StaleElementException when iterating with Python

Question

I'm trying to create a basic web scraper for Amazon results. As I'm iterating through results, I sometimes get to page 5 (sometimes only page 2) of the results and then a StaleElementException is thrown. When I look at the browser after the exception is thrown, I can see that the driver/page did not scroll down to where the page numbers are (bottom bar).

My code:

driver.get('https://www.amazon.com/s/ref=nb_sb_noss_1?url=search-alias%3Daps&field-keywords=sonicare+toothbrush')
    
for page in range(1, last_page_number + 1):

    driver.implicitly_wait(10)

    bottom_bar = driver.find_element_by_class_name('pagnCur')
    driver.execute_script("arguments[0].scrollIntoView(true);", bottom_bar)

    current_page_number = int(driver.find_element_by_class_name('pagnCur').text)

    if page == current_page_number:
        next_page = driver.find_element_by_xpath('//div[@id="pagn"]/span[@class="pagnLink"]/a[text()="{0}"]'.format(current_page_number + 1))
        next_page.click()
        print('page #', page, ': going to next page')
    else:
        print('page #: ', page, 'error')

I've looked at this question, and I'm guessing that a similar fix can be applied, but I'm not sure how to find something on the page that disappears. Also, based on how quickly the print statements are occurring, I can see that the implicitly_wait(10) isn't actually waiting a full 10 seconds.

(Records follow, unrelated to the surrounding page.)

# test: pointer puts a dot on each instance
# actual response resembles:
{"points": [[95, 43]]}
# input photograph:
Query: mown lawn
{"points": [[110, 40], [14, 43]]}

The exception is pointing to the line that starts with driver.execute_script. This is the exception:

StaleElementReferenceException: Message: The element reference of <span class="pagnCur"> is stale; either the element is no longer attached to the DOM, it is not in the current frame context, or the document has been refreshed

Sometimes I'll get a ValueError:

ValueError: invalid literal for int() with base 10: ''

So these errors/exceptions lead me to believe that there is something going on with waiting for the page to refresh completely.

once you click(), it loads a new page (with a new DOM). so 2nd iteration of your loop the elements are stale. — Corey Goldberg
– Corey Goldberg, Commented Dec 5, 2018 at 23:36

Andersson · Accepted Answer · 2018-12-05 22:14:58Z

3

If you just want your script to iterate over all the result pages, you don't need any complicated logic - just make a click on Next button while it's possible:

from selenium.webdriver.common.by import By
from selenium.webdriver.support import expected_conditions as EC
from selenium.webdriver.support.ui import WebDriverWait as wait
from selenium.common.exceptions import TimeoutException

driver = webdriver.Chrome()

driver.get('https://www.amazon.com/s/ref=nb_sb_noss_1?url=search-alias%3Daps&field-keywords=sonicare+toothbrush')

while True:
    try:
        wait(driver, 10).until(EC.element_to_be_clickable((By.CSS_SELECTOR, 'a > span#pagnNextString'))).click()
    except TimeoutException:
        break

P.S. Also note that implicitly_wait(10) should not wait full 10 seconds, but wait up to 10 seconds for element to appear in HTML DOM. So if element is found within 1 or 2 seconds then wait is done and you will not wait rest 8-9 seconds...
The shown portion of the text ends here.